Sleepily and out of habit, he reaches a speckled, wrinkled hand to the other side of the bed but is met only by a remorselessly empty flower-patterned comforter, still precisely made from the night before. Still now years later, he feels a sharp urgent flutter in his stomach when this happens. A feeling deeper than disappointment or sadness. The old man gets out of bed and shuffles down the hallway to the bathroom. Finshed, he shuffles to the front door.

The old oak door creaks as he opens it, lifting up and outward to balance the shaky hinges. On the outside of the door, the red paint is cracking and peeling. Red flakes fall more regularly now as if the old tree, though mutilated, still remembers nature. As he opens the screen door, he makes a mental note to fix the empty holes with mesh from the garage. He will forget to do this too in the afternoon. He looks down. The paper is curled inside a green plastic bag. A curious object is nestled at the bottom. Like a giraffe to water, he splays his legs to reach down without so much pain. There is still some.

The sequence of the door is reversed and the old man retreats into the home he built decades ago. The plastic bag is emptied and the paper and the paper and the object fall to the cluttered WWII-era kitchen table. After donning a pair of drug store reading glasses -- he stashes them all over the house for times like these -- he picks up the small rectangular brownie-sized package and reads the label.

Luna Bar: The Whole Nutrition Bar for Women.

The name makes him sad and miss his wife. She would have clucked her tongue and said something about eggs, toast, and bacon being all the nutrition she needed. She also would have eaten the Luna bar later, after reconsidering, and would have gone out and bought cartons of them that same day. This is why he loved her. The bar rolls off his curled fingertips and into the endless clutter of bills, clippings, and abandoned foodstuffs.

He then scans the front page of the newspaper. This too makes him sad. He remembers John Lennon singing about reading the news. Oh boy.
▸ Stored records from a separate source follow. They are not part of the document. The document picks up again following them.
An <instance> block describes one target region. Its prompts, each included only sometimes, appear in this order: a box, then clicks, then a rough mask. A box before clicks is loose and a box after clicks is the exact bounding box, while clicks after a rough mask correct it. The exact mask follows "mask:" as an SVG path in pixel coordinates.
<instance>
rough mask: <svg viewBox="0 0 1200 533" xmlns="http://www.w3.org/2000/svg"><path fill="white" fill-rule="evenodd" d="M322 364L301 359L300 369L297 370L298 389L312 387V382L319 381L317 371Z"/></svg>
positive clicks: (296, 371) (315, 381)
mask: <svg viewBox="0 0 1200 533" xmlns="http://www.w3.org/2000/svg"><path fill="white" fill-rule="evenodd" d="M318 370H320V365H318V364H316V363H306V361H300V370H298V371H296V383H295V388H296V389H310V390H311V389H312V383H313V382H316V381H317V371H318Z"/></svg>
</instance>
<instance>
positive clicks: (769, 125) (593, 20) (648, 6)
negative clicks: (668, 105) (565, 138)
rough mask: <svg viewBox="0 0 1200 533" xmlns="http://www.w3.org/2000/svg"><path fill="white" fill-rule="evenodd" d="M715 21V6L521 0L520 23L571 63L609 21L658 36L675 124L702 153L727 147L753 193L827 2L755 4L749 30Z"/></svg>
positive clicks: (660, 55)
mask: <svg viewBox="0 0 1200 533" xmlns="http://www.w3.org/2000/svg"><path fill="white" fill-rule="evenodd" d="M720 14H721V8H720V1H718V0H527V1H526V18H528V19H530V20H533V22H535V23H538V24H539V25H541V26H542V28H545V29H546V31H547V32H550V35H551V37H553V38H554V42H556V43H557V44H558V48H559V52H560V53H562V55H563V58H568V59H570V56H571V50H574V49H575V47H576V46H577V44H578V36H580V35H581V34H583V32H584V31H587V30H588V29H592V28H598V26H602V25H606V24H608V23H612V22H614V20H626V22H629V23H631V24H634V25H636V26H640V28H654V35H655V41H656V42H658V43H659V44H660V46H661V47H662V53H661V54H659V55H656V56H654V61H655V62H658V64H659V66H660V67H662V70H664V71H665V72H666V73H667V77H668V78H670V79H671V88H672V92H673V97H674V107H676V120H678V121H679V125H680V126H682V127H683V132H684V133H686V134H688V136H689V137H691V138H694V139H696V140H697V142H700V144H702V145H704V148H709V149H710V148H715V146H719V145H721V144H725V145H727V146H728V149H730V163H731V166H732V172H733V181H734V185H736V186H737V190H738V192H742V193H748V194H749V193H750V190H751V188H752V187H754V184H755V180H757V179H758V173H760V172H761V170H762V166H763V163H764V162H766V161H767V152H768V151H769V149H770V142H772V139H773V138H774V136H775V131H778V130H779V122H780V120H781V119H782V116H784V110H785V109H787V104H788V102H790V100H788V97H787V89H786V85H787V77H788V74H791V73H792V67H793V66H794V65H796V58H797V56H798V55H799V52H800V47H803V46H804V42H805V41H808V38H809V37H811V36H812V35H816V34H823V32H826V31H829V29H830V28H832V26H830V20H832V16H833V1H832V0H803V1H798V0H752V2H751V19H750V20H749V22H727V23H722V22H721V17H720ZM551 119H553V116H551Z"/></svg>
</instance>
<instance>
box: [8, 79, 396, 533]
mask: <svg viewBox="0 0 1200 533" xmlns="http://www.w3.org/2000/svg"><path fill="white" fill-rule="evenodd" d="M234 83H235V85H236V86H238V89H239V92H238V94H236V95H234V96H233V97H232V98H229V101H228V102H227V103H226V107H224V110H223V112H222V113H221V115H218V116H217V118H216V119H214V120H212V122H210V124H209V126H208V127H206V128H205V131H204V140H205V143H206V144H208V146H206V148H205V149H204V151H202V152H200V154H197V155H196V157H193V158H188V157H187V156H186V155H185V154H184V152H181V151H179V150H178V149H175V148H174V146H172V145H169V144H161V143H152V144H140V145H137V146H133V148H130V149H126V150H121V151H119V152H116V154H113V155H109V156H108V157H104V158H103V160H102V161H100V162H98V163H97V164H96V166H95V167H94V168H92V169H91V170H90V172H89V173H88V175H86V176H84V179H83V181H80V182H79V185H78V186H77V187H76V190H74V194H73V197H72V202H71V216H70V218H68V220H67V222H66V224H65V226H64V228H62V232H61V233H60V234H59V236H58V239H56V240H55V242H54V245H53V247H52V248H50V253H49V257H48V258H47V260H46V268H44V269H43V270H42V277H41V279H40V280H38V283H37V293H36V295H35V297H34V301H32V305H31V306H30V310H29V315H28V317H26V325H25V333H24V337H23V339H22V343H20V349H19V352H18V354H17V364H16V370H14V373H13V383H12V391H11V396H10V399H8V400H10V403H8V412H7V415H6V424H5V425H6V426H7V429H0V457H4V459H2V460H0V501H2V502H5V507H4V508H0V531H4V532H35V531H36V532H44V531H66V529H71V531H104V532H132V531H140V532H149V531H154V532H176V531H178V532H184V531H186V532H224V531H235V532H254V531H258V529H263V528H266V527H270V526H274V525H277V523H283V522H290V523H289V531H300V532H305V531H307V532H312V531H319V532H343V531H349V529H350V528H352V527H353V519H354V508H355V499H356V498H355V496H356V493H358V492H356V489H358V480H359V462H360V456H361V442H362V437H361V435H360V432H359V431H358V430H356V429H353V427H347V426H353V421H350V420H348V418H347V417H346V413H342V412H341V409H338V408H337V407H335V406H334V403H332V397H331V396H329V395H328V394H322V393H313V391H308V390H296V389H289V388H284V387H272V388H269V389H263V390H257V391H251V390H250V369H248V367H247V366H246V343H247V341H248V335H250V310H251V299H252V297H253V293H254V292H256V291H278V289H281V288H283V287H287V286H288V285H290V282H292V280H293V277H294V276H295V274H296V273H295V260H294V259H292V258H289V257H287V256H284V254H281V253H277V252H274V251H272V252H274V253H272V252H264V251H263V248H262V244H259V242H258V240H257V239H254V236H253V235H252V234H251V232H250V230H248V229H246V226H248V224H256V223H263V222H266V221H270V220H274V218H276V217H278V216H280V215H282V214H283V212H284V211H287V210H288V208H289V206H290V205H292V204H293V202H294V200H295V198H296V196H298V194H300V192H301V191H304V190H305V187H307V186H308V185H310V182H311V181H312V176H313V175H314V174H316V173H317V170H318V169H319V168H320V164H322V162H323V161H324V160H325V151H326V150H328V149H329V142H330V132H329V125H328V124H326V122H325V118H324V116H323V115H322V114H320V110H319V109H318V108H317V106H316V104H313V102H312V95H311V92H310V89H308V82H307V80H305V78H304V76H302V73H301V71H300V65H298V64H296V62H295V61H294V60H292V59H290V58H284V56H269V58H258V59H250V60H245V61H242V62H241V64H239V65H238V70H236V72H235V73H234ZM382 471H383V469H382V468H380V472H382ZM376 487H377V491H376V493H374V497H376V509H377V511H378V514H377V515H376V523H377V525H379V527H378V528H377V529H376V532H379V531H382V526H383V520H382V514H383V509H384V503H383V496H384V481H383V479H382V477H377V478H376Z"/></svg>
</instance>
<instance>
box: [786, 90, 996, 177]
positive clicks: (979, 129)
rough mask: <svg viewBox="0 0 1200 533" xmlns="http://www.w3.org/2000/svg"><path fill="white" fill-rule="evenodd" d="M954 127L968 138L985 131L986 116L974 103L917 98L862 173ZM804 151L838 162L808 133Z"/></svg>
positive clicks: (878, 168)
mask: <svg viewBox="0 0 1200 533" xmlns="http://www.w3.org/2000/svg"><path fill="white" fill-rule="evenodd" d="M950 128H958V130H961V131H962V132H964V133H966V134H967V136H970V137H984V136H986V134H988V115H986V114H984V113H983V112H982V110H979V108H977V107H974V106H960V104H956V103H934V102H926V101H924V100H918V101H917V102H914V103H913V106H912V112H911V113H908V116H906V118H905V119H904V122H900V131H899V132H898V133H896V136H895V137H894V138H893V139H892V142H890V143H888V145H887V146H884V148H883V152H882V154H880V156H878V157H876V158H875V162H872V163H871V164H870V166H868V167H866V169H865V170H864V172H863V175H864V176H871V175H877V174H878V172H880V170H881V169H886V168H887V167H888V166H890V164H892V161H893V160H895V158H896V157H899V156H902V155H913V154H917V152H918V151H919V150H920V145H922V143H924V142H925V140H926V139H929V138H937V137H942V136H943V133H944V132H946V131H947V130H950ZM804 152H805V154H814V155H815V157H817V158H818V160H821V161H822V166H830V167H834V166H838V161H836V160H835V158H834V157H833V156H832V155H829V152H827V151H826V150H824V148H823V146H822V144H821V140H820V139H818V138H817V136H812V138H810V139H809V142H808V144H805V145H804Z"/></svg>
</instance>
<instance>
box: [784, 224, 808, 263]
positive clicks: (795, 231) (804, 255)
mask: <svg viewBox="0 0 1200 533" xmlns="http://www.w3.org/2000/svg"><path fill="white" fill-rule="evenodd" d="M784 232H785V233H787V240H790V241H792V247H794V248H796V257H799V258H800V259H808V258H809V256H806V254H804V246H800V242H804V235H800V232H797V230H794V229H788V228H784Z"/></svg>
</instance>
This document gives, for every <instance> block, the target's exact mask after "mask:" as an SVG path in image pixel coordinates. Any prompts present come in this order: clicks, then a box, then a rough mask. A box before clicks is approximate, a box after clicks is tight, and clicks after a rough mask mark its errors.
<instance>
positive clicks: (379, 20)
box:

This morning he can't read the rest of the paper because everything is making him sad. He will make a cup -- only one cup -- of strong black coffee and one slice of rye toast with butter and cinnamon sugar. The rest of the morning, he will sit in the kitchen and look out the window at the birds feeding at the wooden feeder. The seeds are running low and he needs to remember to fill it but he will forget. The birds make him happy.